Flag Day is one of our nation’s more enigmatic observances. While the resolution passed by the Second Continental Congress some 235 years ago on this day makes clear that the United State of America shall be represented by 13 alternating red and white stripes and a cluster of white stars on a blue fields, there are no confirmed accounts for where this design concept originated. (Apologies to Betsy Ross.) Even the color choices are shrouded in legend.
So too, are the origins of Flag Day itself. Duane Streufert’s site dedicated to the flag’s history recounts the day’s long and winding path of regional enthusiasm that eventually led to a 1949 Act of Congress signed by President Truman. How we are to honor the U.S. Flag is probably best summed up by Streufert’s quotation of the Secretary of Interior, Franklin K. Lane, in 1914; when he said the flag spoke to him with Walt Whitman-esque echoes, saying, “I am what you make me; nothing more. I swing before your eyes as a bright gleam of color, a symbol of yourself.”
Enter Bill Knight, journalism professor at Western Illinois University and author of the column, “Knight Vision,” found on GalesburgPlanet.com. This past Monday, he looked ahead to Flag Day with an article entitled, “Wave the flag: Shop with patriotism,” that went beyond the normal “Buy American” sloganeering, and touched on the trend of U.S. corporations bringing jobs that were previously outsourced back to American shores:
… [C]orporations may be changing their choices to off-shore and outsource, a business change originally justified as ‘creative destruction.’. […] Caterpillar and six other big U.S. corporations this spring announced a joint effort to find small businesses in the United States to be part of a contractors network. The idea is open to any of the 9 million small businesses in the country, and hundreds have reportedly signed up.

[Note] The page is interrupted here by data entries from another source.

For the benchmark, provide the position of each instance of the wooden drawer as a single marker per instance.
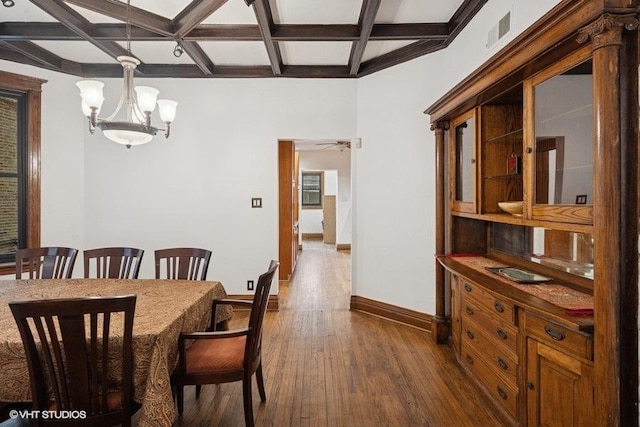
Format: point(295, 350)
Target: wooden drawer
point(497, 306)
point(559, 337)
point(501, 390)
point(501, 332)
point(498, 355)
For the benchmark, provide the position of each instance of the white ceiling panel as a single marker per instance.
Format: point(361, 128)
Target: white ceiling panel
point(232, 12)
point(414, 11)
point(312, 33)
point(94, 17)
point(157, 52)
point(315, 53)
point(236, 53)
point(24, 11)
point(78, 51)
point(166, 8)
point(377, 48)
point(316, 11)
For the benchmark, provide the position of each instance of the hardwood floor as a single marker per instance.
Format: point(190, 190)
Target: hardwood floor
point(327, 366)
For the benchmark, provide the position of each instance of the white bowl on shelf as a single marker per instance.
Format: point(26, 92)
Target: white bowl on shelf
point(514, 208)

Knight references a spectrum of sources from James Howard Kunstler’s treatise, The Long Emergency, to business reports from the business consulting mega-firm Accenture to illustrate what he refers to as the “adverse consequences” of outsourcing manufactured goods. Many of which we’ve touched on in previous posts about controlling the supply chain and the potential jobs multiplier effect that insourcing the manufacturing of goods would create.
People with disabilities can play a role in this country’s manufacturing Renaissance, between career training programs and contract services to the same kind of assembly, sorting, and fulfillment duties normally shipped overseas, a workforce of willing and capable Americans stands ready to work. If the U.S. Flag is a symbol of our own making, then let’s also make sure Flag Day includes consideration of how employment can help make life matter for these individuals.